A noter que le remplacement de la référence à l’article L. 443-8 du Code de commerce par l’article L. 441-4 de ce même Code indique que ce principe d’interdiction de la discrimination s’applique aux seules relations entre fournisseurs et distributeurs.
L’article six prévoit que dans les trois mois de la promulgation de la loi, le Gouvernement remettra au Parlement un rapport sur la possibilité d’encadrer les marges des distributeurs sur les produits sous signe d’identification de qualité et d’origine (IGP, AOP, AB, Label rouge, etc.) afin qu’elles ne puissent être supérieures aux marges effectuées sur les produits conventionnels.
L’article sept étend le dispositif d’encadrement des promotions (jusqu’alors réservé aux denrées alimentaires et aux produits destinés à l’alimentation des animaux), aux produits de grande consommation au sens du I de l’article L. 441-4 du Code de commerce.
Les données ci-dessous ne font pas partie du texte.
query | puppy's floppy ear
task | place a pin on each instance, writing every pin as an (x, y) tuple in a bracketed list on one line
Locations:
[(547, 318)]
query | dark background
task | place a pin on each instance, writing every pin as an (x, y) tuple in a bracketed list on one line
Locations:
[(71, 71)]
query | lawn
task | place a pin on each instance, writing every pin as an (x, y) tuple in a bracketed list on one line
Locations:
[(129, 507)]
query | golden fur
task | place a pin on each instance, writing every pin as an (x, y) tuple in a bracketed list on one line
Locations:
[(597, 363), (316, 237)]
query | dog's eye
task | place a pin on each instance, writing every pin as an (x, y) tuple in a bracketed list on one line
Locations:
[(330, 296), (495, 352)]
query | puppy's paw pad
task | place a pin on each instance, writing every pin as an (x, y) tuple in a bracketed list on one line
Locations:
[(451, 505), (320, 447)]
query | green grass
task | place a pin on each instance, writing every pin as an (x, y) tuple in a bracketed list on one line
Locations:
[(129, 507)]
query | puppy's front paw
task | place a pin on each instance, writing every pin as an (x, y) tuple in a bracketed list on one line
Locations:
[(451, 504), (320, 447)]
Cet encadrement des promotions à 34% en valeur et 25% en volume, applicable aux produits de grande consommation, en ce compris les produits de droguerie, parfumerie et d’hygiène (DPH), sera applicable à compter du 1er mars 2024.
L’article neuf innove à double titre à propos de la convention unique
En premier lieu, cette disposition applique dans l’article L. 441-4 du Code de commerce le principe de négociation de bonne foi de l’article 1104 du Code civil à la convention unique pour lui appliquer le régime d’une pratique restrictive de concurrence de l’article L. 442-1 du Code de commerce.
A noter que cette insertion à l’article L. 441-4 du Code de commerce en réduit la portée aux seules relations entre fournisseurs et distributeurs (et non à tous acheteurs) et aux seuls produits de grande consommation.
Désormais, celui qui ne mène pas de bonne foi les négociations commerciales conformément à l’article L. 441-4 du Code de commerce, ayant pour conséquence de ne pas aboutir à la conclusion d’un contrat dans le respect de la date butoir prévue à l’article L. 441-3 du Code de commerce pourra voir sa responsabilité engagée sur le fondement de l’article L. 442-1, I, 5° du Code de commerce.
En second lieu, et à titre expérimental pour une durée de trois ans, en l’absence de conclusion de la convention unique au plus tard le 1er mars, le fournisseur dispose du choix de :
- mettre fin à toute relation commerciale avec le distributeur, sans que ce dernier ne puisse invoquer la rupture brutale de la relation commerciale ; ou
- demander l’application d’un préavis conforme aux dispositions du II de l’article L. 442-1 du Code de commerce.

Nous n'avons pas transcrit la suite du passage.